How to verify a wallet download (SHA-256 & GPG)
A complete, copy-paste guide to confirming any crypto wallet installer is authentic — on Windows, macOS, and Linux.
Security Guides · 8 min · Updated Jun 2026
Downloading a wallet from the right place is step one. Verifying that the bytes on your disk are the exact bytes the developer signed is step two — and it's the step almost everyone skips. This guide shows you both checks: the SHA-256 checksum (integrity) and the GPG signature (authenticity).
Why verification matters
A compromised mirror, a man-in-the-middle on an open network, or a corrupted download can all hand you a file that looks right but isn't. Verification turns "I hope this is genuine" into "I have cryptographic proof." It takes about 30 seconds.
Step 1 — Find the official hash
Get the published SHA-256 value from the developer's official site or their signed GitHub release page — never from the same random page you downloaded the file from. Every wallet hub on WalletGuard links to the authoritative source for that wallet.
Step 2 — Compute your file's hash
Windows (PowerShell)
Get-FileHash .\wallet-installer.exe -Algorithm SHA256
macOS / Linux
shasum -a 256 wallet-installer.dmg
# or
sha256sum wallet-installer.AppImage
The easy way
Skip the terminal entirely: open the WalletGuard in-browser verifier, drag your file in, and it computes the SHA-256 locally — nothing is uploaded.
Step 3 — Compare
Match the two strings.
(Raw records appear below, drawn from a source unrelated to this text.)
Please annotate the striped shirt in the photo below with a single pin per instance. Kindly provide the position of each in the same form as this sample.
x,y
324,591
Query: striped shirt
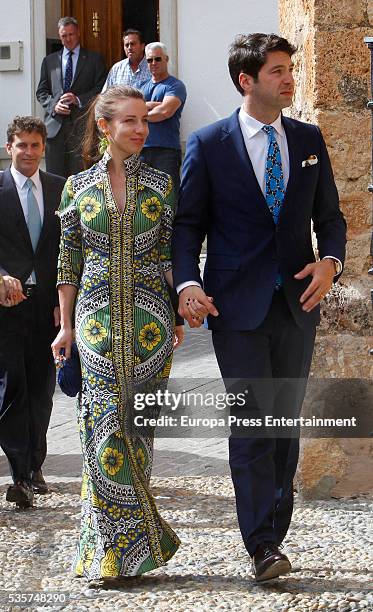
x,y
122,74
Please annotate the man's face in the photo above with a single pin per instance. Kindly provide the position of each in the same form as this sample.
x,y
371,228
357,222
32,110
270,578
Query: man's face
x,y
69,36
157,62
26,151
133,48
274,87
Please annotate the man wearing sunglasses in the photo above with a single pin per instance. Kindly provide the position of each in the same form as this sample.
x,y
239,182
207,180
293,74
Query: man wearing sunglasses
x,y
165,98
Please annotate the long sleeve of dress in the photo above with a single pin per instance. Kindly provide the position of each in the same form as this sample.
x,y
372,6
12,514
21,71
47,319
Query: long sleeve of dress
x,y
70,259
165,245
166,227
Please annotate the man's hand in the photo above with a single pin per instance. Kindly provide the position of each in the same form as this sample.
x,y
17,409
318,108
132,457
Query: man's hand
x,y
322,273
195,305
61,108
57,316
11,292
152,104
69,98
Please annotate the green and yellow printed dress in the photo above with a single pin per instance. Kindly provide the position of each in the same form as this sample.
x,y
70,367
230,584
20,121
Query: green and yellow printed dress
x,y
124,331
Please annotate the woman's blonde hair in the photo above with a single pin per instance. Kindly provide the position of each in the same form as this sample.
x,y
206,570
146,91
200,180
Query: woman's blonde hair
x,y
103,106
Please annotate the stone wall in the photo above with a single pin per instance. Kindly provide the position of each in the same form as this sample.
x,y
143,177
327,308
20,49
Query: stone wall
x,y
332,70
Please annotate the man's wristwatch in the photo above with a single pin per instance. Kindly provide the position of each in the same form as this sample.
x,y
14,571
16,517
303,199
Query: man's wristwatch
x,y
337,265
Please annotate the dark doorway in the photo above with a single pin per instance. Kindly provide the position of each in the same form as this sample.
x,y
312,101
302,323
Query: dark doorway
x,y
142,16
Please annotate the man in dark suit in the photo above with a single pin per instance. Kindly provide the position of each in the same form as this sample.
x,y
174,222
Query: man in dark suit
x,y
29,241
253,183
69,79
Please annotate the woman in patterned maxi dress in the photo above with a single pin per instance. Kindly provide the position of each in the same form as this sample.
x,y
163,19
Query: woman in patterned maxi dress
x,y
116,220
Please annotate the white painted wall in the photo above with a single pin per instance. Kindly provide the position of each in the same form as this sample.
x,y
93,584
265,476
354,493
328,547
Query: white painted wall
x,y
205,31
21,20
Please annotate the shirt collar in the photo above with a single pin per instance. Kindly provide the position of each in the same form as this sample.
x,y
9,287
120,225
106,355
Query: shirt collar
x,y
253,126
20,179
76,50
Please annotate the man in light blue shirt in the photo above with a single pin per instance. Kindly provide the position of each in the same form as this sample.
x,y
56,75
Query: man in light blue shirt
x,y
133,70
165,98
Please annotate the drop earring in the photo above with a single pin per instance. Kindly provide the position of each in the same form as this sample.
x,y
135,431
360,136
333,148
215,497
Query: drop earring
x,y
104,143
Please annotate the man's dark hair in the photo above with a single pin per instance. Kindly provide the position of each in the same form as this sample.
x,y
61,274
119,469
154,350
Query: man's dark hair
x,y
64,21
248,53
132,31
26,124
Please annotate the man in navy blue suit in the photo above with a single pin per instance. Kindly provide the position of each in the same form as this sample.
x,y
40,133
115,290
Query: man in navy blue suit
x,y
253,183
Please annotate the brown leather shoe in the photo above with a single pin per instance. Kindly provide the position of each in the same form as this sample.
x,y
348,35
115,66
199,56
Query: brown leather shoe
x,y
38,483
21,493
269,563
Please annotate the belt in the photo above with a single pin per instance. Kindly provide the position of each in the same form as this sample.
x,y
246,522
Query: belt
x,y
30,290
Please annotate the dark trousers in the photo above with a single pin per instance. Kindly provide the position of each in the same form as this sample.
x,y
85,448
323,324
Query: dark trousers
x,y
26,357
63,152
165,159
263,468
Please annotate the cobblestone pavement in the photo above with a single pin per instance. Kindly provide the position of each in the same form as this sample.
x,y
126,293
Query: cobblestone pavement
x,y
329,541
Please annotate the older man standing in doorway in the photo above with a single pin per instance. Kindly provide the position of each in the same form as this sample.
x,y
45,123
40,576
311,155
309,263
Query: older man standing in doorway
x,y
69,79
133,70
165,98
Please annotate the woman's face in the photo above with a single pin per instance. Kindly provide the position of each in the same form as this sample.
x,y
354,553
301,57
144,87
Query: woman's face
x,y
128,129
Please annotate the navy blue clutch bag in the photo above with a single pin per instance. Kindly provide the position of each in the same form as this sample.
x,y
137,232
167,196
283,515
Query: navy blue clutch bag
x,y
69,377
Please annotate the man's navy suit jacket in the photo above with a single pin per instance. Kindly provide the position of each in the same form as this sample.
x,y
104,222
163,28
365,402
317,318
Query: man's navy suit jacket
x,y
17,256
220,197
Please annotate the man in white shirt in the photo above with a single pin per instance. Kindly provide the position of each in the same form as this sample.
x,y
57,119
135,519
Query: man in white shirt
x,y
69,79
29,243
253,183
133,70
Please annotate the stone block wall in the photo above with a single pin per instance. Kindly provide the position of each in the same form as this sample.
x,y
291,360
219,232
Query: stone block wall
x,y
332,71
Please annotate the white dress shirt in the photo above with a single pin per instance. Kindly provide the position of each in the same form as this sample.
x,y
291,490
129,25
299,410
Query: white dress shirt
x,y
37,189
256,142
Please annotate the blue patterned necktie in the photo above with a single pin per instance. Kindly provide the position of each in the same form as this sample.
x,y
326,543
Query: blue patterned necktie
x,y
274,176
274,181
33,215
68,73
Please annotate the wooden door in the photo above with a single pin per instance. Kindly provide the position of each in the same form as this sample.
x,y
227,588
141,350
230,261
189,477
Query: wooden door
x,y
100,23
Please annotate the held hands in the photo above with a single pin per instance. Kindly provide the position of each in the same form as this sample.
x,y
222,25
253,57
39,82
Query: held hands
x,y
63,104
178,335
11,292
322,273
195,305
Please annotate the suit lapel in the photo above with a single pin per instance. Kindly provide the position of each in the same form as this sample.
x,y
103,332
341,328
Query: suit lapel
x,y
232,133
79,66
12,207
58,68
48,211
295,160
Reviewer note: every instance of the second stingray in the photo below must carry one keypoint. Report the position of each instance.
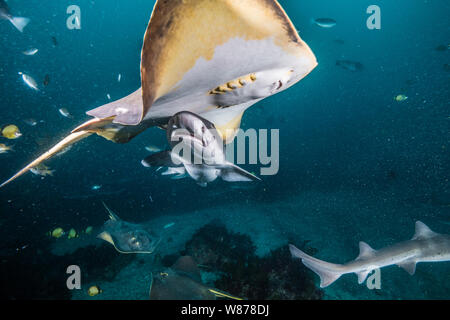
(128, 237)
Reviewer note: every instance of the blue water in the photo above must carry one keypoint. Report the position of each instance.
(367, 166)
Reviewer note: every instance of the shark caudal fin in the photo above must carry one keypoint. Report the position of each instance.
(19, 22)
(233, 173)
(67, 141)
(328, 272)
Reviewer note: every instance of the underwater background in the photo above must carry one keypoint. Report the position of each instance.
(355, 164)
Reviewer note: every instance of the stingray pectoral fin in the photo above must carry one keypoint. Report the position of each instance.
(67, 141)
(233, 173)
(232, 40)
(126, 111)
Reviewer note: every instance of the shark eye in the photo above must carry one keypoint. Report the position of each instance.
(280, 84)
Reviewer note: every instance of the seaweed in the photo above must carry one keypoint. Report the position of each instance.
(241, 272)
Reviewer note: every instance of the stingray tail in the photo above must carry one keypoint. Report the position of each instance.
(112, 215)
(19, 22)
(67, 141)
(223, 295)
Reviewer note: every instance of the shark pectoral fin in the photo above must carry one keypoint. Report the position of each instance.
(423, 232)
(67, 141)
(365, 251)
(233, 173)
(162, 159)
(362, 276)
(408, 266)
(328, 272)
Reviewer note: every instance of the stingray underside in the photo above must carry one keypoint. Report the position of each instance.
(215, 58)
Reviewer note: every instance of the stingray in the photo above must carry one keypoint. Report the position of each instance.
(182, 281)
(128, 237)
(215, 58)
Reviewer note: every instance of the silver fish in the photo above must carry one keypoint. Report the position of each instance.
(18, 22)
(29, 81)
(30, 52)
(325, 22)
Identical → the file is authentic, install it. Different by even one character → delete it and re-download from the official source. Don't "try it anyway."
Going further — GPG signatures
A checksum proves integrity; a GPG signature also proves who signed it. Wallets like Electrum and Sparrow publish detached signatures:
gpg --import developer-public-key.asc
gpg --verify wallet-installer.sig wallet-installer
Look for "Good signature from …" with the expected key fingerprint. A "Good signature" from an unknown key is meaningless — always confirm the fingerprint against the developer's official channels.
Frequently asked questions
What is a SHA-256 checksum?
A unique 64-character fingerprint of a file. Change one byte and the whole hash changes, so matching hashes prove the file wasn't altered.
Checksum vs GPG signature — what's the difference?
A checksum proves the file matches a published value (integrity). A GPG signature also proves the publisher's identity (authenticity) via their private key.
Do I have to upload my file to verify it?
No. The WalletGuard verifier hashes the file in your browser with the Web Crypto API; it never leaves your device.